We tend to set our standards
not very high. And a Happy Valentine's Day.
If you celebrate that sort of shit.
We are happy that you read
our nonsense on WTIT: The Blog.
Join us next time.
We will do Dating Profiles of the Week.
Same time. Same blog.

8 comments:

Dawn said...

I wondered what happened to Jewel... she has a voice in a million. I wonder how she'll do on the country scene..

Bud Weiser, WTIT said...

Jewel is incredibly talented. I think she could sing the phonebook. After I make it funny, I mean...

Mimi Lenox said...

How could you expect not to get teased with a name like Bouncing Billy? And the folklore continues....

Linda said...

I would have to say that "Foolish Games" was my favorite Jewel song and I always thought she had an incredible voice. Kind of sad to almost be as "has been" at the age of 19, though.

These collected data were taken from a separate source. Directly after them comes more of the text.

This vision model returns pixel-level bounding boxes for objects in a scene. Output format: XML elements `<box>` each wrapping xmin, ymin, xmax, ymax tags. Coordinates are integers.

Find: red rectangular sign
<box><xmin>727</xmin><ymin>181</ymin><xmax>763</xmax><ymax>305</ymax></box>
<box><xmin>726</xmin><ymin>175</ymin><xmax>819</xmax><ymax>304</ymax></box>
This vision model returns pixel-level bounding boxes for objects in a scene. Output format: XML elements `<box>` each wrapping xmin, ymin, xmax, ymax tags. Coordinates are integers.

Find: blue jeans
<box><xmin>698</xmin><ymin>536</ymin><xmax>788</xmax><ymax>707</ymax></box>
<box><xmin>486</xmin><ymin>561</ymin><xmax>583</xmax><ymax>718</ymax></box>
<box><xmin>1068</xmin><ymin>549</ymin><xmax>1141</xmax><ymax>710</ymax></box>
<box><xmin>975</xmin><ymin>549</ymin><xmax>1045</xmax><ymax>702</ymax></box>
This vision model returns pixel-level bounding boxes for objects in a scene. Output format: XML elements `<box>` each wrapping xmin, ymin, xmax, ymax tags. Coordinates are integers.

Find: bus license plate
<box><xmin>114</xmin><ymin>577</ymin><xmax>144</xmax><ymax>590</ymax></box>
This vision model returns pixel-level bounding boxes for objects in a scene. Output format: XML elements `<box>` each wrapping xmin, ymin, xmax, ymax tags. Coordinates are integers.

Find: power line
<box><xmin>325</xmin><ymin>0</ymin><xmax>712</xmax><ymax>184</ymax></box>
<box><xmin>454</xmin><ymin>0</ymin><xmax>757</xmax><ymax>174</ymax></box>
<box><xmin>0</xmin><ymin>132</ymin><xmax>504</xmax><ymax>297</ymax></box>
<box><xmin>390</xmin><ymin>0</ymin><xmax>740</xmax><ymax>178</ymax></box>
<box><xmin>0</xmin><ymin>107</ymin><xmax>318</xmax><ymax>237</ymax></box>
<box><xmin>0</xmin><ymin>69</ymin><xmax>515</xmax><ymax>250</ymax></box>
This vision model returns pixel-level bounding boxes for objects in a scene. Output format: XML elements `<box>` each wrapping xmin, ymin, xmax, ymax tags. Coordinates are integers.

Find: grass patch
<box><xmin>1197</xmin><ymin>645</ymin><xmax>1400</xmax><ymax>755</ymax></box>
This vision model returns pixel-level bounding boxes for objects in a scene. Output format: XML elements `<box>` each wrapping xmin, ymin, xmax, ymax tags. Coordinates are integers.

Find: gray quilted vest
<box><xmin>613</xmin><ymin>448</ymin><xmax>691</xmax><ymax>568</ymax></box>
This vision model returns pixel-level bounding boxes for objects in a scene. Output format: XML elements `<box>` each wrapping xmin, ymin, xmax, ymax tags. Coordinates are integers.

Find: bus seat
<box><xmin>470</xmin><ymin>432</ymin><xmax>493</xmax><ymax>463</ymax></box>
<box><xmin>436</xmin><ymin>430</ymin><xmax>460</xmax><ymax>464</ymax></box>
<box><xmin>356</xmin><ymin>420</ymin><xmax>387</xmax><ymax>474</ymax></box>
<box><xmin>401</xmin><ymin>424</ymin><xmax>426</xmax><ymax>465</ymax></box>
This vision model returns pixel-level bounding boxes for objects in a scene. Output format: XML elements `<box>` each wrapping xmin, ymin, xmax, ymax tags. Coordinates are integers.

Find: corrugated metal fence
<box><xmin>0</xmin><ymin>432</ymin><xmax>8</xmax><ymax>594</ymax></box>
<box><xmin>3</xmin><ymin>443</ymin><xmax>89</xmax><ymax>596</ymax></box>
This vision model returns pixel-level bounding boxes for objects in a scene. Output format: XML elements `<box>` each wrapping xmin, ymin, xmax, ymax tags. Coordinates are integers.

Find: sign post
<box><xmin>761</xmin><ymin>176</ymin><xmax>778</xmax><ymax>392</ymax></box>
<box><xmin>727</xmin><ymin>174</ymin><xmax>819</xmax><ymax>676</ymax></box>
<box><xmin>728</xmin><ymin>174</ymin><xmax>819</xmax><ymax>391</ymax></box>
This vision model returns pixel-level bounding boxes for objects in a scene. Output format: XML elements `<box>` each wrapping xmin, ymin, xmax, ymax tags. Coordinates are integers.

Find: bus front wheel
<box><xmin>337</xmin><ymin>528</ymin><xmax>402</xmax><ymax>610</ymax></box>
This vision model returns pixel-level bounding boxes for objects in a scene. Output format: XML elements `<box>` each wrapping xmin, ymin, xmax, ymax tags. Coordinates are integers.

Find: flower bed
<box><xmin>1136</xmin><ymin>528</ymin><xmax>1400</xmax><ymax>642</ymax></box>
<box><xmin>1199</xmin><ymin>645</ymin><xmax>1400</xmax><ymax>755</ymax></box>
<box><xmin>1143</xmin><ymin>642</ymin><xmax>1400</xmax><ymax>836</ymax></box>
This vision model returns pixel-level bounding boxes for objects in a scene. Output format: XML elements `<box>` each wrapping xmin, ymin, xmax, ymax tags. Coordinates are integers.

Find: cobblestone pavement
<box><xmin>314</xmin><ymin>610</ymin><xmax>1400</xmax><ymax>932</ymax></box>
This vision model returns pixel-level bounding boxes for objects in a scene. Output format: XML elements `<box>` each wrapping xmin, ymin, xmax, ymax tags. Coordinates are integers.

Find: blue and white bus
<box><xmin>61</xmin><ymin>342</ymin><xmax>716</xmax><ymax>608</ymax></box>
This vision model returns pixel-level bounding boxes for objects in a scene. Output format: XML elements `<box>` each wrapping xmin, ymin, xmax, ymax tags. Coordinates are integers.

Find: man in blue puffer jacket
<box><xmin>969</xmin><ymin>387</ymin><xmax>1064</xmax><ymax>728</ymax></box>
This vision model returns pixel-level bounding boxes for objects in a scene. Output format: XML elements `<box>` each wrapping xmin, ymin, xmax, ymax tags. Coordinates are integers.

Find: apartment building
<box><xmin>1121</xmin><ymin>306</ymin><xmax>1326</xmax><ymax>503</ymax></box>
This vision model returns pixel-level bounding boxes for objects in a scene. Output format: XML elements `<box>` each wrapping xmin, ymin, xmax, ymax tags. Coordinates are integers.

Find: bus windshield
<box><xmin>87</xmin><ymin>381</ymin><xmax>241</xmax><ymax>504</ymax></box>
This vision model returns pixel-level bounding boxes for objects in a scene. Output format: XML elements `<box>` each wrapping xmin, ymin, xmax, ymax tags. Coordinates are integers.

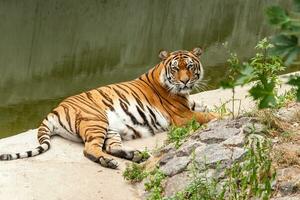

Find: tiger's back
<box><xmin>0</xmin><ymin>48</ymin><xmax>217</xmax><ymax>169</ymax></box>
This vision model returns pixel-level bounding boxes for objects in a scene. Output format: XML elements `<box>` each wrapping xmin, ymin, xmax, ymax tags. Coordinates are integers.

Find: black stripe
<box><xmin>26</xmin><ymin>151</ymin><xmax>32</xmax><ymax>157</ymax></box>
<box><xmin>126</xmin><ymin>125</ymin><xmax>142</xmax><ymax>138</ymax></box>
<box><xmin>36</xmin><ymin>146</ymin><xmax>44</xmax><ymax>153</ymax></box>
<box><xmin>119</xmin><ymin>100</ymin><xmax>139</xmax><ymax>125</ymax></box>
<box><xmin>96</xmin><ymin>89</ymin><xmax>113</xmax><ymax>104</ymax></box>
<box><xmin>51</xmin><ymin>111</ymin><xmax>69</xmax><ymax>131</ymax></box>
<box><xmin>115</xmin><ymin>84</ymin><xmax>129</xmax><ymax>94</ymax></box>
<box><xmin>136</xmin><ymin>106</ymin><xmax>154</xmax><ymax>134</ymax></box>
<box><xmin>16</xmin><ymin>153</ymin><xmax>20</xmax><ymax>159</ymax></box>
<box><xmin>102</xmin><ymin>100</ymin><xmax>115</xmax><ymax>111</ymax></box>
<box><xmin>113</xmin><ymin>88</ymin><xmax>129</xmax><ymax>104</ymax></box>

Great feature, I really enjoy reading it!

Bud Weiser, WTIT said...

Mimi-

You are correct. No wonder he was teased. But in those days every DJ had a "surname". Galloping Gary, Jumping Johnnie, Buffalo Bud and then there's Bouncing.

Bud Weiser, WTIT said...

Linda-

Foolish Games is a great somg. My money is on her. She will be around.

Diesel said...

Nice collection of songs. Sorry it took me so long to get over here. Been busy on various "projects." I have a thing for Jewel. She's so sincere it's hard not to like her. And that DL song RAWKS!

Bud Weiser, WTIT said...

Hi Diesel-

The internet and a couple of blogs can keep us all busy. Thanks!